In mathematics, especially in probability and combinatorics, a doubly stochastic matrix (also called bistochastic), is a square matrix of nonnegative real numbers, each of whose rows and columns sums to 1. Thus, a doubly stochastic matrix is both left stochastic and right stochastic.[1]
Such a transition matrix is necessarily a square matrix: if every row sums to one then the sum of all entries in the matrix must be equal to the number of rows, and since the same holds for columns, the number of rows and columns must be equal. The class of n × n doubly stochastic matrices is a convex polytope in RN (where N = n2), known as the Birkhoff polytope, Bn. Its dimension is (n − 1)2, since the row and column sums being equal to 1 imposes 2n − 1 linear constraints (not 2n, because if the total of all n columns is n, the same must be true of the total of all n rows).

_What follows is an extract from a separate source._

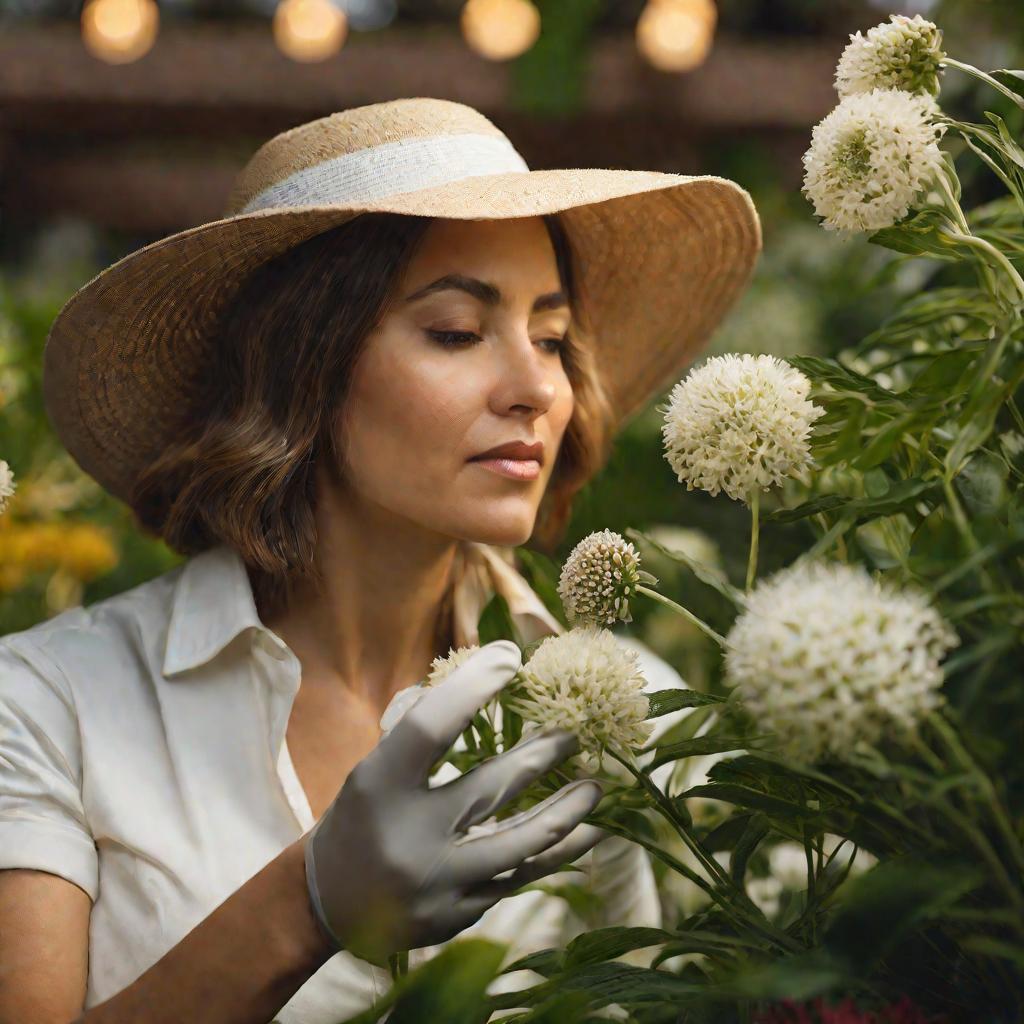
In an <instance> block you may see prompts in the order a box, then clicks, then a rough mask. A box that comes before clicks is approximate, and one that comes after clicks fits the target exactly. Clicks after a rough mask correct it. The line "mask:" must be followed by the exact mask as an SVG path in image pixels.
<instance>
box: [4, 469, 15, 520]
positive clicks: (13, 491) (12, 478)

The principal fact about doubly stochastic matrices is the Birkhoff–von Neumann theorem. This states that the set Bn of doubly stochastic matrices of order n is the convex hull of the set of permutation matrices (of order n), and furthermore that the vertices (extreme points) of Bn are precisely the permutation matrices.
Sinkhorn's theorem states that any matrix with strictly positive entries can be made doubly stochastic by pre- and post-multiplication by diagonal matrices.
For n = 2, all bistochastic matrices are unistochastic and orthostochastic, but for larger n it is not the case.